For implantable devices, like Korgaokar's artificial hip or an artificial heart valve, a recall means an operation.
"If you want to take back a heart valve you have to sit down with a patient and say, look, we have two very different, bad choices here. We can wait until your device fails, or we can go in and do an operation and put a new device in," Nissen said. "Those are very difficult choices."
Korgaokar, now 41, had a second surgery in January to replace her recalled hip -- an ordeal she lamented.
"The first time around, I knew it would hurt and I'd be scared and that it'd fix things that I wasn't able to do, and it did," Korgaokar said. "But the second time around, I knew how much it was going to hurt, so I wasn't really looking forward to it."
Last week, the Sacramento-based law firm Kershaw, Cutter & Ratinoff LLP, filed a suit on Korgaokar's behalf to a supreme court in San Francisco.
"She shouldn't have had to go through a second operation so soon," said Korgaokar's lawyer, Stuart Talley. "In her lifetime, she will have had to undergo an operation that she shouldn't have had."
The firm is seeking compensation for Korgaokar's pain and suffering, as well as medical expenses and lost earnings for having to undergo unnecessary surgery. They also hope to recover any damages associated with the long-term effects of elevated chromium and cobalt in her blood, which are still under investigation.
A spokeswoman for hip manufacturer DePuy Orthopaedics says the company's top priority is and always has been patient safety.
"We understand that this recall is concerning for patients, their family members and surgeons," she said. "Since the recall decision was made, DePuy has worked to provide them with the information and support they need.
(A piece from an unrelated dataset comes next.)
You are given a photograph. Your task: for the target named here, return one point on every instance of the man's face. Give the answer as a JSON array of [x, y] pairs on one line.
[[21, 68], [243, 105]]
DePuy is committed to addressing reasonable and customary costs of testing and treatment for reasons related to the recall, including revision surgery if necessary. DePuy will also pay for reasonable expenses related to receiving care, such as lost wages and travel costs."
Roughly 93,000 people worldwide received the recalled hip.
In September 2009, the FDA asked the Institute of Medicine to review the 510(k) process and simultaneously established two internal committees to make recommendations for improving the system. In August 2010, the internal committees suggested 55 changes to the process. But a plan announced in January detailed only 25.
"They relate to the standards that we have, which happen to be the highest in the world," said a spokesperson for the FDA. "They relate to the monitoring of devices once they're on the market, where we've taken a comprehensive look at our program, and we're instituting changes to strengthen it."
The FDA denies that Nissen's study reveals a crack in the system.
"The devices that were evaluated via this program, over 19,000 of them serve the American public very well and they're safe. There are some occasional devices, for which we issue recalls or advisories. And that's appropriate," the spokesperson said.
Korgaokar said she's angry with both the FDA and the hip manufacturer.
"It's not right," Korgaokar said. "And it's just amazing to me that something that doesn't work properly gets approved."